The following week, the Hong Kong Police Force stepped in, arresting Lam and five other JPEX influencers on charges of conspiracy to defraud.
The SFC then ordered Hong Kong telecom providers to block JPEX’s website and mobile app, but by that point JPEX user funds had already vanished.
In total, more than 2,200 JPEX users have reported losses of $180m to date.
An ‘embarrassing’ setback for Hong Kong
In June, Hong Kong distinguished itself by becoming one of the first jurisdictions in the world to introduce a regulatory framework for virtual asset trading platforms (VATPs).
The two-tier framework consists of anti-money laundering and operational requirements that VATPs must fulfil in order to obtain a licence in Hong Kong.
As per the new rules, it is now a criminal offence to conduct VATP activities in Hong Kong without a licence. However, VATPs that already had a “meaningful and substantial” presence in Hong Kong prior to June 1 have been granted a 12-month grace period to obtain a licence.
Although JPEX claimed it was planning to apply for such a licence, the SFC has since said that it “never” contacted the regulator in relation to any planned application.
Kelvin Low, law professor at National University of Singapore (NUS), said that for a scandal like JPEX to emerge in 2023 is “deeply embarrassing” for Hong Kong regulators.
“Hong Kong’s crypto-asset framework is clearly deficient, especially in light of the FTX collapse and other events we have seen in 2022,” he told Vixio.
“While it is true that some people cannot be protected from their own worst instincts, the fact that JPEX could advertise so publicly for so long raises questions about the regulations.”
In Low’s view, JPEX’s behaviour was typical of a fraudulent crypto exchange, where an ever-increasing marketing budget is used to attract more users and deposits right up until its collapse.
FTX, once the world’s second-largest crypto exchange, engaged in similar practices before filing for bankruptcy in November 2022.

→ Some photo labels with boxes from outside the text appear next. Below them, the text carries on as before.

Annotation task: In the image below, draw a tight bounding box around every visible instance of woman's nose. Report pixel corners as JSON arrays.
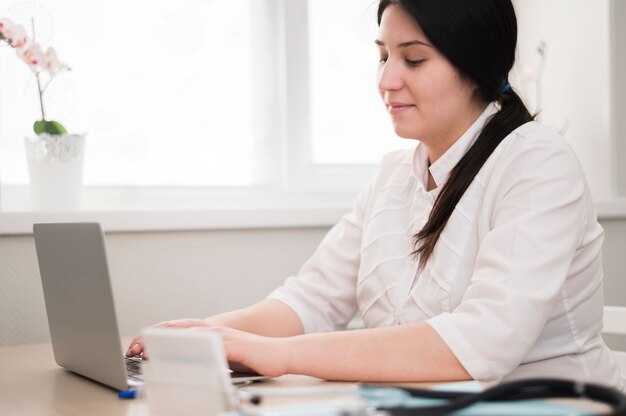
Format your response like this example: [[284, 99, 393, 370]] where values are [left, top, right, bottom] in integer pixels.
[[378, 60, 404, 91]]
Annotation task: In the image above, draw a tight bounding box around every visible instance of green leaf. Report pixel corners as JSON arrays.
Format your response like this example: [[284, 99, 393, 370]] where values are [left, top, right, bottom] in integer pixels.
[[33, 120, 67, 135]]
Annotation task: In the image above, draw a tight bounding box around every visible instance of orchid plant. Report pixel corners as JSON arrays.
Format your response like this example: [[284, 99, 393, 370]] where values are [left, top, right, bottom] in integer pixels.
[[0, 18, 70, 135]]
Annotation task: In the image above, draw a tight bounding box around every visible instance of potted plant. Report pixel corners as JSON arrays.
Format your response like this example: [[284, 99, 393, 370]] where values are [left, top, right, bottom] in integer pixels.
[[0, 18, 85, 211]]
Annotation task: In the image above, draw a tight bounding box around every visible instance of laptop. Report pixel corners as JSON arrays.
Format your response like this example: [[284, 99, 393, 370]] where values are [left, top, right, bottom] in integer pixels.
[[33, 223, 266, 390]]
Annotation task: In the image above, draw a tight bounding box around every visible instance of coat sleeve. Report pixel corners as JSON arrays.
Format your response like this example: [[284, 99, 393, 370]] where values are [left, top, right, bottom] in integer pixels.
[[428, 141, 589, 381], [269, 180, 372, 333]]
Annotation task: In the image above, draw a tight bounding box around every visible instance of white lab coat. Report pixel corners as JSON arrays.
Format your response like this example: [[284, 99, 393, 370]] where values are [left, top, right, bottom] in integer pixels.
[[270, 103, 624, 390]]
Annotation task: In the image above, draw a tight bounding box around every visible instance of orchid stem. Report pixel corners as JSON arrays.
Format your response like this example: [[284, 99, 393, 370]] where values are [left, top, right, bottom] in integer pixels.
[[35, 73, 46, 120], [30, 17, 47, 120]]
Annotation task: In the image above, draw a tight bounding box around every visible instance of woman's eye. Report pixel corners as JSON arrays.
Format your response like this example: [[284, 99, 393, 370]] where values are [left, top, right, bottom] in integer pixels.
[[405, 59, 425, 67]]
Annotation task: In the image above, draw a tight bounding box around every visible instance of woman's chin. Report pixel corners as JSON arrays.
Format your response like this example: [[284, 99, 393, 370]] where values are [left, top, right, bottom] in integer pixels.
[[393, 124, 419, 140]]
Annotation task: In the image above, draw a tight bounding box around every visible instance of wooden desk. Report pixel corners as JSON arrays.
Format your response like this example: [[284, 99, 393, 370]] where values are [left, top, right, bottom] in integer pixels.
[[0, 344, 354, 416], [0, 344, 608, 416]]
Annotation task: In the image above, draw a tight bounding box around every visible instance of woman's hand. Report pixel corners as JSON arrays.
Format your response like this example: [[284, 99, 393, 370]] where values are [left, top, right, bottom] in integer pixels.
[[190, 325, 291, 377], [126, 319, 210, 359]]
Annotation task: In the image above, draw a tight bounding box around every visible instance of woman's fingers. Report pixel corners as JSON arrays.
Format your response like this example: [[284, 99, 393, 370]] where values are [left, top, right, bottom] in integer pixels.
[[126, 319, 207, 358], [126, 335, 143, 357]]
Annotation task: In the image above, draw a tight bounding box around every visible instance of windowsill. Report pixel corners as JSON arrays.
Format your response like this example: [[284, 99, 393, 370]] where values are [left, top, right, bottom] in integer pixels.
[[0, 186, 626, 235], [0, 186, 354, 235]]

In 2021 it spent a reported $135m on a stadium naming rights deal in Miami, and in 2022 it spent a reported $35m on a Super Bowl commercial featuring actor Larry Davidson.

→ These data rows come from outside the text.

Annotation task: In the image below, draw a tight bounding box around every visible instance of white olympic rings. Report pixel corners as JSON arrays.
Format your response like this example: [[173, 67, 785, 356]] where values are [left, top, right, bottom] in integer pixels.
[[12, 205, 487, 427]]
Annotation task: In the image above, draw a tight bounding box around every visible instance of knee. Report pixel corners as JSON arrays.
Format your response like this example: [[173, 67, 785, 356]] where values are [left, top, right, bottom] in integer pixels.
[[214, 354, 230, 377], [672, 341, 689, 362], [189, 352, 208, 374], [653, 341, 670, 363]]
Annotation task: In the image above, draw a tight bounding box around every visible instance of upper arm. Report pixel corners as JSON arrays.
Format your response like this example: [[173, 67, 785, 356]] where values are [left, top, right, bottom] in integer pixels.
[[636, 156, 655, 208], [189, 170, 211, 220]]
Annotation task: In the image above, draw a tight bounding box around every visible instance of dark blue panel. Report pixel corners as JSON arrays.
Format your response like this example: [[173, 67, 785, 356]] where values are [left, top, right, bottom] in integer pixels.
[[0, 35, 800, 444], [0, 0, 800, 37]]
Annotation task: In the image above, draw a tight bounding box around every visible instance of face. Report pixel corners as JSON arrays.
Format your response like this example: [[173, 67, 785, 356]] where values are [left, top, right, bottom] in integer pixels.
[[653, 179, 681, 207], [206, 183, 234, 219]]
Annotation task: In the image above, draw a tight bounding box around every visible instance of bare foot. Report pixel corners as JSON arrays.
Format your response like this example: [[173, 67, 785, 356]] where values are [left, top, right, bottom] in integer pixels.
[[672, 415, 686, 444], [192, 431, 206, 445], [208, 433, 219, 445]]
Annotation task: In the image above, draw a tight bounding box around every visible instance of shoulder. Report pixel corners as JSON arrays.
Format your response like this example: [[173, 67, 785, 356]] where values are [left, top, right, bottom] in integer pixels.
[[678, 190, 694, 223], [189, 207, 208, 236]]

Commercial interests vs regulatory integrity
Prior to the JPEX scandal, Low said the Hong Kong media had heavily promoted the idea of a “pivot to crypto” for the city’s capital markets, putting pressure on regulators not to upset the industry.
At the same time, he said, regulators have taken on the crypto industry’s claims that tough regulation would suffocate “innovation”.

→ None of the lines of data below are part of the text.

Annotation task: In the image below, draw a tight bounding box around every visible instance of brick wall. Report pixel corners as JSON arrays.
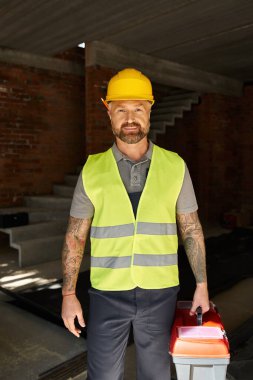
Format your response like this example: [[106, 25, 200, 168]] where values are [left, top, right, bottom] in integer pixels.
[[0, 52, 84, 207], [85, 66, 116, 154], [157, 86, 253, 220]]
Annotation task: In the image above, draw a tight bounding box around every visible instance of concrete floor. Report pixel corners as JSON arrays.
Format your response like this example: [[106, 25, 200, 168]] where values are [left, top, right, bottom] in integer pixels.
[[0, 227, 253, 380]]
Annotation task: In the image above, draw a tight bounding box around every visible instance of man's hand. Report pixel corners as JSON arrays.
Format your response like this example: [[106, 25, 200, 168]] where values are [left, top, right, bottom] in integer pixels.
[[190, 282, 209, 315], [61, 294, 85, 338]]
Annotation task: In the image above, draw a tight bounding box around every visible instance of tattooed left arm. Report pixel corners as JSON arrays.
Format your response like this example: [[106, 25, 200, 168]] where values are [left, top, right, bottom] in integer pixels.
[[177, 211, 209, 315]]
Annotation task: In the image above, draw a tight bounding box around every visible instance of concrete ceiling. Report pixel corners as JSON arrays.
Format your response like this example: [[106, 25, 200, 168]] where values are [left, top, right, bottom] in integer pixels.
[[0, 0, 253, 82]]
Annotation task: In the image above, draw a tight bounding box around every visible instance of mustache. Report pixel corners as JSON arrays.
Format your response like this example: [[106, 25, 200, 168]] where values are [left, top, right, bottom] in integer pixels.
[[121, 121, 141, 128]]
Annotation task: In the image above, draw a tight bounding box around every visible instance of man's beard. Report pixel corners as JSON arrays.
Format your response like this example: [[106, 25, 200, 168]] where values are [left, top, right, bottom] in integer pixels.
[[112, 122, 149, 144]]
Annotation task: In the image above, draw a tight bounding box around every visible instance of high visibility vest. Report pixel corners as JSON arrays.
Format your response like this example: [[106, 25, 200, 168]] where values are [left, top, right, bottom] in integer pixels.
[[82, 145, 185, 290]]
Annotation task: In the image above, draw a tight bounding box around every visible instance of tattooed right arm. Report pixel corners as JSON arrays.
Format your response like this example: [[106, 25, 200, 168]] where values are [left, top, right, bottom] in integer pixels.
[[62, 216, 91, 295]]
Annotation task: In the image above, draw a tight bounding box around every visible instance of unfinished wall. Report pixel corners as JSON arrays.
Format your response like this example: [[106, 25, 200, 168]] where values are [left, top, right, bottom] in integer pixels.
[[0, 49, 85, 207], [157, 86, 253, 220]]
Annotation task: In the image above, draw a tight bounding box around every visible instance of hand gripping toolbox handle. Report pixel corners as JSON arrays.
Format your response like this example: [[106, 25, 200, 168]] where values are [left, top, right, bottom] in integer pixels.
[[196, 306, 203, 326]]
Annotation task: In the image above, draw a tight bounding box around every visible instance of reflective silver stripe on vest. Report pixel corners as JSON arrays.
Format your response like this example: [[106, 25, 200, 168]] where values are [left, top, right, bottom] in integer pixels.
[[134, 253, 177, 267], [137, 222, 177, 235], [91, 256, 132, 269], [90, 223, 134, 239]]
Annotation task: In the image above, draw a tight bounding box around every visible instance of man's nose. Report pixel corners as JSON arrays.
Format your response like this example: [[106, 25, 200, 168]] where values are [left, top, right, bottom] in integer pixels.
[[126, 111, 135, 123]]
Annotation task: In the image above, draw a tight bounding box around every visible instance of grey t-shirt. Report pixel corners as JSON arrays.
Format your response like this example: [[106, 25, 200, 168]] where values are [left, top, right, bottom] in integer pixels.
[[70, 141, 198, 219]]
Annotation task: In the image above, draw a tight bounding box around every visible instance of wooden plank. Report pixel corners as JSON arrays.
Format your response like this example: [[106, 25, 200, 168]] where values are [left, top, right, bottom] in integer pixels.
[[85, 41, 243, 96], [0, 48, 84, 76]]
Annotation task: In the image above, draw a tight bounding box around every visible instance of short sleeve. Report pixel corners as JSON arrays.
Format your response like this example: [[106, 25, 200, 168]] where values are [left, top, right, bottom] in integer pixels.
[[70, 172, 94, 219], [177, 164, 198, 214]]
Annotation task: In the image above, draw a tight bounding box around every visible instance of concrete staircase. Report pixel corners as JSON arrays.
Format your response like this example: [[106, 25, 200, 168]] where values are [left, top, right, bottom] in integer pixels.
[[0, 168, 89, 267], [149, 89, 200, 142]]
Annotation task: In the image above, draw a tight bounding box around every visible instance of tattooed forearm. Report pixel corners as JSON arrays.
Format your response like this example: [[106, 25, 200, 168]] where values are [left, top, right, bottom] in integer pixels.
[[62, 217, 91, 293], [177, 212, 207, 283]]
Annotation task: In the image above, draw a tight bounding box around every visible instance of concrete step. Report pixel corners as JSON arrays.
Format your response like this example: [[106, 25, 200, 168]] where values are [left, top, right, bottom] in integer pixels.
[[29, 208, 69, 224], [162, 92, 199, 102], [64, 174, 78, 186], [12, 234, 90, 268], [53, 185, 75, 198], [12, 234, 64, 268], [4, 219, 67, 246], [0, 206, 69, 225], [151, 110, 177, 123], [151, 103, 184, 113], [25, 195, 72, 210]]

The result has been a halfway house whereby crypto-assets — minus Bitcoin and Ethereum — have been brought into the purview of the securities regulator, but with lower standards than that applied to traditional securities.
“My worry for Hong Kong is that in pursuing the crypto hub status, it is sacrificing its hard-earned reputation in traditional capital markets,” Low said.
“It may be the case that a particular territory’s laws are drafted too narrowly today to capture crypto-assets as securities, but the remedy to that is quite simple: amend your laws.”
Lessons learned for APAC regulators?
The impact of the JPEX fraud is expected to spread over the coming months, with each jurisdiction affected differently.
Although JPEX promoters in Hong Kong have been arrested, for example, the beneficial owners of the platform are believed to be in Dubai and are still at large.
For bad actors in the crypto industry, Low said that Dubai's lack of enforcement will continue to attract non-compliant activity targeting offshore jurisdictions.
In the rest of APAC, Low said the JPEX fraud should serve as a warning to regulators to ensure that future legislation does not produce similar loopholes.
“I hope I am wrong, but I fear that regulators will take a long time to learn that we have our securities regulations for a reason, and lowering standards for the crypto industry simply allows it to exploit loopholes,” he said.
“These loopholes will eventually be closed, but on a piecemeal basis after successive scandals.
“APAC regulators should consider carefully whether it is worthwhile to mollycoddle the crypto industry.”